WIGHT Aviation Museum is seeking funds for a urgent campaign to buy the last three-seater Spartan bi-plane from New Zealand and return it to the Isle of Wight, where it was built.

Time is running out to secure the historic bi-plane, which is still flying, as its owner, Rod Hall-Jones, must sell it by the end of this year.

If the bi-plane, which dates back to 1932, is to be saved for the nation, the money must be found urgently.

Given the registration number of G-ABYN, serial number 102 when it was built at Cowes, it is the last surviving plane of its type and engine, and a piece of Isle of Wight history.

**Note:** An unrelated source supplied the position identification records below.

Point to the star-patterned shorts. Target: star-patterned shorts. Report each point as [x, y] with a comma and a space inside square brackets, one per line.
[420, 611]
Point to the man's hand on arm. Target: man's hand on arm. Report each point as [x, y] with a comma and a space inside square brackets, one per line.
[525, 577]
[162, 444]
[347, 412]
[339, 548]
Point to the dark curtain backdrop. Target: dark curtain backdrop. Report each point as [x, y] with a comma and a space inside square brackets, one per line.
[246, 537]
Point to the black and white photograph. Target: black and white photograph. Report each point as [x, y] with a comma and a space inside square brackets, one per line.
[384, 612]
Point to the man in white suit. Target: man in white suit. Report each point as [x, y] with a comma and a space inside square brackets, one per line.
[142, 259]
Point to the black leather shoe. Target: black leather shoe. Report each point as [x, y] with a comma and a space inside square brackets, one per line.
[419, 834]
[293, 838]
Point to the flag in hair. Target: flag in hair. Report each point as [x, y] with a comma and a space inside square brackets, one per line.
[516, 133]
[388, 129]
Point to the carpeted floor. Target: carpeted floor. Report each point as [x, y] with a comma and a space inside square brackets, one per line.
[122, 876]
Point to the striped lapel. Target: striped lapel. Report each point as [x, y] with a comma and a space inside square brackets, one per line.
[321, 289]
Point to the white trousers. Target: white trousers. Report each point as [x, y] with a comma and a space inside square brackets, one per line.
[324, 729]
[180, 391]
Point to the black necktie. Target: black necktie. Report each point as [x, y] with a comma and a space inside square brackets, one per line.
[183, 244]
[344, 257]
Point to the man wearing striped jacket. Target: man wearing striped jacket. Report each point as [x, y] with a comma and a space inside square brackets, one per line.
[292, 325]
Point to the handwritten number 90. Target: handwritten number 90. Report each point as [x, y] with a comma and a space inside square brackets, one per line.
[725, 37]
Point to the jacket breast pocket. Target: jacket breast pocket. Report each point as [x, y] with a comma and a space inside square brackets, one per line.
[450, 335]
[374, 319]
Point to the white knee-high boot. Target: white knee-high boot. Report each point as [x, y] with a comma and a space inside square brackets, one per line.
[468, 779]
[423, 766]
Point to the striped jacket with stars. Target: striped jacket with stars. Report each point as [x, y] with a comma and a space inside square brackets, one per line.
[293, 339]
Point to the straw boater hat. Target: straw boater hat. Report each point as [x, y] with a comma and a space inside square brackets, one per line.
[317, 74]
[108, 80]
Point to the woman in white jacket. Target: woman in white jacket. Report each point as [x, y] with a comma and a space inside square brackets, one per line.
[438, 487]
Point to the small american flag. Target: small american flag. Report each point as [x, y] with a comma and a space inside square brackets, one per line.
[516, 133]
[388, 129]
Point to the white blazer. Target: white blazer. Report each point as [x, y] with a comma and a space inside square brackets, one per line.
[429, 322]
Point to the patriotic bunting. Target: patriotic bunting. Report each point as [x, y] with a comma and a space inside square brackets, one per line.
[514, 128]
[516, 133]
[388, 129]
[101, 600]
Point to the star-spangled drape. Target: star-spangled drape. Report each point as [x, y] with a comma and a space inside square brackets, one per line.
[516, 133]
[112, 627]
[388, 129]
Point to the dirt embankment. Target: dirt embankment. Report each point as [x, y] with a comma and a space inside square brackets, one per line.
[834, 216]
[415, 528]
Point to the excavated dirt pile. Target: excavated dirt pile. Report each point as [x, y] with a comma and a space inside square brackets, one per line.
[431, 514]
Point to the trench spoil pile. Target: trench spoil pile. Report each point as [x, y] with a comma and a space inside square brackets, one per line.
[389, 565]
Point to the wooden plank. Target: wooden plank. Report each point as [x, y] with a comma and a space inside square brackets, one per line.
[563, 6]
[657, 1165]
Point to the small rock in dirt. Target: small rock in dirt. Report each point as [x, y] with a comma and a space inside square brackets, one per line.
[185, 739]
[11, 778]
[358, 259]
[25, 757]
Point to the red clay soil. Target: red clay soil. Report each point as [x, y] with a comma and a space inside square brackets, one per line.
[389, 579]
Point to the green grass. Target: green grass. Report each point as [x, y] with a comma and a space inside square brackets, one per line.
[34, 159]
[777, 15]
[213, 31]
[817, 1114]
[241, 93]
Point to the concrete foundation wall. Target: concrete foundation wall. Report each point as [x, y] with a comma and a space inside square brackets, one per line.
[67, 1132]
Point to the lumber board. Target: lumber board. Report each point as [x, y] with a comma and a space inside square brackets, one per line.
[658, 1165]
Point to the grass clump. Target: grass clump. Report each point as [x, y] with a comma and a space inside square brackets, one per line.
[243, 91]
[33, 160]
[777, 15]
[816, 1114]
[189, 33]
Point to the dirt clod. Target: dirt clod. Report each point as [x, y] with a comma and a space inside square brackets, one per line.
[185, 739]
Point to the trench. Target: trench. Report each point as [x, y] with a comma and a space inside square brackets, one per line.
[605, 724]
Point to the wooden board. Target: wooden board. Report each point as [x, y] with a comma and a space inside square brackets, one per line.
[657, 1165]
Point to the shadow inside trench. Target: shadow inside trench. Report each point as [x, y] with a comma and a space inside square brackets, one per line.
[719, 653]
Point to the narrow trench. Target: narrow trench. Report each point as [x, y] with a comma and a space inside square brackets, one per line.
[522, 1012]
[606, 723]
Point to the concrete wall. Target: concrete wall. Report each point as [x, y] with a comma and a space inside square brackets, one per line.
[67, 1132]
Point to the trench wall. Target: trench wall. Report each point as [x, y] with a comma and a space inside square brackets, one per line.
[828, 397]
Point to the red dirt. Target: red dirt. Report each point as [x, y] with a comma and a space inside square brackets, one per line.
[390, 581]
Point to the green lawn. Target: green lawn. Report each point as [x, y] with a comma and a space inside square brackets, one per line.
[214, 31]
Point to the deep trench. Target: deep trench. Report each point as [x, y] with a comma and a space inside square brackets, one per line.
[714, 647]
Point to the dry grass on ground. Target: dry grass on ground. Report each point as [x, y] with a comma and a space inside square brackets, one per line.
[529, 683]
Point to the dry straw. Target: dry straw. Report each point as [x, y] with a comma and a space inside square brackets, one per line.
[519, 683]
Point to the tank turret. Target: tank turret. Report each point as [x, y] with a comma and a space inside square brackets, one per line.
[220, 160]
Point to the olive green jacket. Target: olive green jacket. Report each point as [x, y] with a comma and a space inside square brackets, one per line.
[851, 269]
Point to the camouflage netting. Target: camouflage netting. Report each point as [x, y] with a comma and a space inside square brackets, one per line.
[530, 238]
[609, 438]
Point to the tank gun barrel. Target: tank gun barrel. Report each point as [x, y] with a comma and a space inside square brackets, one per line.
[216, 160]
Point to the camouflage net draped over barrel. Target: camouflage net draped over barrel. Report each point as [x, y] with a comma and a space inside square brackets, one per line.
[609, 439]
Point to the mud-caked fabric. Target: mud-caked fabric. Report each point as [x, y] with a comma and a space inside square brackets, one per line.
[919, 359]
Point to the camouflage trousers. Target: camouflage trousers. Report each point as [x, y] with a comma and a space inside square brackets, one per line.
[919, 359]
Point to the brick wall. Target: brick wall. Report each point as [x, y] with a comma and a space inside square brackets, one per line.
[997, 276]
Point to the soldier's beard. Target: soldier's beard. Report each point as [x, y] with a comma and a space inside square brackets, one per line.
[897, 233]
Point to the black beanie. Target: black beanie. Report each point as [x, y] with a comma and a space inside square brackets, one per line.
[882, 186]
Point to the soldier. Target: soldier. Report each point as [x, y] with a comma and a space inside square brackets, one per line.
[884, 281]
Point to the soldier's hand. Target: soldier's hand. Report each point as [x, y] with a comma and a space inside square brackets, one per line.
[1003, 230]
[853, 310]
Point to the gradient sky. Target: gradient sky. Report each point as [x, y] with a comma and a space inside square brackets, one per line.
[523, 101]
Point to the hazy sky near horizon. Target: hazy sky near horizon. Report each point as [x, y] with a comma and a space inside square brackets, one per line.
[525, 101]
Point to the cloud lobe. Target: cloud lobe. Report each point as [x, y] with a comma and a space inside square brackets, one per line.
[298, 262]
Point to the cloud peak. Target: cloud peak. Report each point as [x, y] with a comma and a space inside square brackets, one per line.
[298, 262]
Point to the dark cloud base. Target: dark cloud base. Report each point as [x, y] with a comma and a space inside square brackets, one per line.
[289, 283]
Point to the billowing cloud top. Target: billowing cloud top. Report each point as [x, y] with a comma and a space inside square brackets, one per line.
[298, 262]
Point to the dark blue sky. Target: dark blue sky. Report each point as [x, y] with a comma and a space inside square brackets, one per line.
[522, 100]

Isle of Wight County Press: Dorothy Spicer and Pauline Gower with a Spartan in the 1930s. Photo: Michael Fahie.Dorothy Spicer and Pauline Gower with a Spartan in the 1930s. Photo: Michael Fahie. (Image: Michael Fahie)

The story of how Spartan G-ABYN (nicknamed Gabby) moved from Cowes to Heston (London), to Ireland, to Hampshire UK and on to New Zealand, where it was fully restored from a near wreck, is little short of a flying miracle.

There, Gabby graces the South Island fiordland skies as ZK-ARH.

Almost 90 years ago a groundbreaking event took place in East Cowes.

During the 1933-34 winter, hidden from view in a draughty Spartan Aircraft hanger, a lone young woman - Dorothy Spicer - was working alongside men at Saunders-Roe (SARO).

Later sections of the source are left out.